Sur les conclusions à fin d'annulation, sans qu'il soit besoin d'examiner les autres moyens de la requête :
2. Il ressort des pièces du dossier que Mme C... est atteinte de sclérose en plaque, diagnostiquée en avril 2019, et qu'elle suit un traitement à base de Plegridy 125 mg. La requérante produit, par ailleurs, la traduction d'un courrier du 23 août 2019 adressé par l'agence du médicament de la Géorgie indiquant que le Plegridy 125 mg n'est pas disponible sur le marché pharmaceutique géorgien. Si le préfet de police a fait valoir devant le magistrat désigné du tribunal administratif de Versailles que la molécule essentielle de ce médicament était disponible et distribuée gratuitement en Géorgie, les documents produits au soutien de ses allégations, sont relatifs à des molécules utilisées dans le traitement des hépatites et autres affections du foie ainsi qu'à un institut privé spécialisé dans la phagothérapie, traitement alternatif des infections bactériennes chroniques difficiles. Par suite, aucun de ces éléments n'est de nature à établir que la requérante pourrait effectivement bénéficier d'un traitement adapté à sa pathologie en cas de retour en Géorgie.
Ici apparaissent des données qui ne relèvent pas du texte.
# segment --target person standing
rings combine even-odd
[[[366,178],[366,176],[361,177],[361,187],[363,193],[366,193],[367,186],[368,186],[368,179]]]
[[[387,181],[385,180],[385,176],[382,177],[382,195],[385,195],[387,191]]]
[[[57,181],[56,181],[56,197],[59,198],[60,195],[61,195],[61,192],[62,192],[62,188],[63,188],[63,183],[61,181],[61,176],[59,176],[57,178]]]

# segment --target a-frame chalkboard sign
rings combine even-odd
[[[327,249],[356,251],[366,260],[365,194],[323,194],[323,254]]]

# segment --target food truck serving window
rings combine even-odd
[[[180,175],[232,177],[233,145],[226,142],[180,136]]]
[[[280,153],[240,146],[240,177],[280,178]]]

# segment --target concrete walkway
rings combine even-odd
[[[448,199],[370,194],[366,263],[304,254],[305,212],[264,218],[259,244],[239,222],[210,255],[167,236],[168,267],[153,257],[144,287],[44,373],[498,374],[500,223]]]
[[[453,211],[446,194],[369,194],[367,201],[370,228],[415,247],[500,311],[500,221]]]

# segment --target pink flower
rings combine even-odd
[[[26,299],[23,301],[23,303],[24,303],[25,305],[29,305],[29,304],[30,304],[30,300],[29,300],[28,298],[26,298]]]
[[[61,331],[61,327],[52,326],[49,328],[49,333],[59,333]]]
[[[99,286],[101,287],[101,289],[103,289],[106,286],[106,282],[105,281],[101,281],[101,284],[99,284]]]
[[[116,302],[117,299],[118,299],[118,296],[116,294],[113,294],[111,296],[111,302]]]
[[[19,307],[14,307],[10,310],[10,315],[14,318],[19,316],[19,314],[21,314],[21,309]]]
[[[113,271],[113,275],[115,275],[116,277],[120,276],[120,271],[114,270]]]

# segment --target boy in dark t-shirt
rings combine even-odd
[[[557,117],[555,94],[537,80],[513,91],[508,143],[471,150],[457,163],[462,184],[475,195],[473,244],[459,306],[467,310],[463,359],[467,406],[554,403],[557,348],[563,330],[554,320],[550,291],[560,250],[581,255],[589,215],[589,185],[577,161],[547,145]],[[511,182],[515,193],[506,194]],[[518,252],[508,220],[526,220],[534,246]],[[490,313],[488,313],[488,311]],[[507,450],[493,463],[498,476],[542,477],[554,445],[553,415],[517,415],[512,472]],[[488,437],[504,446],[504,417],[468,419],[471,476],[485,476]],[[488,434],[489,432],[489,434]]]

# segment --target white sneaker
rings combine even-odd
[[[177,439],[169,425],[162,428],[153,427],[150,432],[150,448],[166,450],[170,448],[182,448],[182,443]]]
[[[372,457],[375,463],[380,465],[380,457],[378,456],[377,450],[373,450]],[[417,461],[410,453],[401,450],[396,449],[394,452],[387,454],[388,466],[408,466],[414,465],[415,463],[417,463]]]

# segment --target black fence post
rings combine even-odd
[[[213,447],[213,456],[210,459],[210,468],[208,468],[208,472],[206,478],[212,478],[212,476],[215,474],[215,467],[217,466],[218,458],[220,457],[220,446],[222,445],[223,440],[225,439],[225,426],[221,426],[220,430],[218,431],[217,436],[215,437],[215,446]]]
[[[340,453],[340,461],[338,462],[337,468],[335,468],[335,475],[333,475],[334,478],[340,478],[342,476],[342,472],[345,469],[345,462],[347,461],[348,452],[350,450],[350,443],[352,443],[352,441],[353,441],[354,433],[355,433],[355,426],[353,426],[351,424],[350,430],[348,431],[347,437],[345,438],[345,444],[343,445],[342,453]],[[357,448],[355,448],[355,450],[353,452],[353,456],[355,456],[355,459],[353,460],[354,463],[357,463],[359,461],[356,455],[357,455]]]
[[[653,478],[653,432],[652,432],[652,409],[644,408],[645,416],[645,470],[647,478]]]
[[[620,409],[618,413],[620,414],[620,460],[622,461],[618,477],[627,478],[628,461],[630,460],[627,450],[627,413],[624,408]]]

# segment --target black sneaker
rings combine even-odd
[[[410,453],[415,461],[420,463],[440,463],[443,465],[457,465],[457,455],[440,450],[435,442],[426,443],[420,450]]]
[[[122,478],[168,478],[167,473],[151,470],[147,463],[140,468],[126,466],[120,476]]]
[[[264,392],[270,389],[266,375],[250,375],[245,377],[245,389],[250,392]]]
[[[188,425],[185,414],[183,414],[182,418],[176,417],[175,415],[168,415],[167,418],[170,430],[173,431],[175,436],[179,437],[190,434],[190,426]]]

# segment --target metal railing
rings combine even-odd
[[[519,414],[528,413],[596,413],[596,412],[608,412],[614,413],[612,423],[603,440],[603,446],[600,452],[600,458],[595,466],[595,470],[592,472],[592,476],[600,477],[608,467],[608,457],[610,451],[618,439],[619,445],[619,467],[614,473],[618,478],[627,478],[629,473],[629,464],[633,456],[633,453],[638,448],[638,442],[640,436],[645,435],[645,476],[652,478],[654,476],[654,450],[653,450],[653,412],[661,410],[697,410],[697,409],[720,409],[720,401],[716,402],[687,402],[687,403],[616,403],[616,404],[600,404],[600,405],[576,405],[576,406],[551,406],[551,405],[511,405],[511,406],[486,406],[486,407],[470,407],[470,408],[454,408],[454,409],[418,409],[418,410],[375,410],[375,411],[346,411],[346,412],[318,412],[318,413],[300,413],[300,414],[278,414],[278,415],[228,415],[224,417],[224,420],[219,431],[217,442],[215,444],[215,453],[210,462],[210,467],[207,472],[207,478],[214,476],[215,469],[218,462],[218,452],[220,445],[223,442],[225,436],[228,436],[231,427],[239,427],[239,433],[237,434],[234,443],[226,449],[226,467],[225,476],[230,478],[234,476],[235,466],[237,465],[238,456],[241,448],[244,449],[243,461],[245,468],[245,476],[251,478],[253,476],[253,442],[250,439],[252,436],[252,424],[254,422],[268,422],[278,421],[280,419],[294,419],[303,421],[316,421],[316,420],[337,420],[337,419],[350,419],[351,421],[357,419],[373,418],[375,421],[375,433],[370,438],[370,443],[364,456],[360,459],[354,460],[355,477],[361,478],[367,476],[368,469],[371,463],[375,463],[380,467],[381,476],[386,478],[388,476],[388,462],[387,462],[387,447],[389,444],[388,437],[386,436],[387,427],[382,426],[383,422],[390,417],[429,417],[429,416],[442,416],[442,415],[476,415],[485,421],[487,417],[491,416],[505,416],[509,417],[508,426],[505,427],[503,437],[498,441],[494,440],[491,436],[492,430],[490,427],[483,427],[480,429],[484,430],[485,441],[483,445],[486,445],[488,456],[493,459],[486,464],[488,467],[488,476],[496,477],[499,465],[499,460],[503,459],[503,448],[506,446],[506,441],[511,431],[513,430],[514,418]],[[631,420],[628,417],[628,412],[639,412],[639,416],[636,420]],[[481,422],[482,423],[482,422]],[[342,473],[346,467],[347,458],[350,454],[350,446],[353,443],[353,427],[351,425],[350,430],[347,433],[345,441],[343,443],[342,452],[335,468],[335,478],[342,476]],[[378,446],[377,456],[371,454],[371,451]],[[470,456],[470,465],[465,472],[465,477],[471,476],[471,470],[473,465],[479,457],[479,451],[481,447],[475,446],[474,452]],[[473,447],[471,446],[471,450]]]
Dans ces conditions, le préfet de police a entaché son arrêté du 28 juin 2019 d'une erreur manifeste dans l'appréciation de ses conséquences sur la situation personnelle de Mme C....
3. Il résulte de ce qui précède que Mme C... est fondée à demander l'annulation de l'arrêté du 28 juin 2019 par lequel le préfet de police l'a obligée à quitter le territoire français et a fixé le pays de destination.
Sur les conclusions à fin d'injonction :
4. Aux termes du premier alinéa de l'article L. 512-4 du code de l'entrée et du séjour des étrangers et du droit d'asile : " Si l'obligation de quitter le territoire français est annulée, (...) l'étranger est muni d'une autorisation provisoire de séjour jusqu'à ce que l'autorité administrative ait à nouveau statué sur son cas ".
5. En application des dispositions précitées, il y a lieu d'enjoindre au préfet de police de procéder au réexamen de la situation de Mme C... dans un délai de trois mois à compter de la notification du présent arrêt et de la munir, dans l'attente de ce réexamen, d'une autorisation provisoire de séjour.
Sur les frais d'instance :
6. Dans les circonstances de l'espèce, il y a lieu de mettre à la charge de l'Etat la somme de 1 000 euros, à verser à Mme C..., au titre de l'article L. 761-1 du code de justice administrative.
DÉCIDE :
Article 1er : Le jugement n° 1907032 du 26 novembre 2019 du tribunal administratif de Versailles est annulé.
Article 2 : L'arrêté du 28 juin 2019 par lequel le préfet de police a obligé Mme C... à quitter le territoire français et a fixé le pays de destination est annulé.
Article 3 : Il est enjoint au préfet de police de procéder au réexamen de la situation de Mme C..., dans un délai de trois mois à compter de la notification du présent arrêt, et de délivrer à Mme C..., dans l'attente de ce réexamen, une autorisation provisoire de séjour.
Article 4 : Le surplus des conclusions de la requête est rejeté.
Article 5 : L'Etat versera à Mme C... la somme de 1 000 euros sur le fondement de l'article L. 761-1 du code de justice administrative.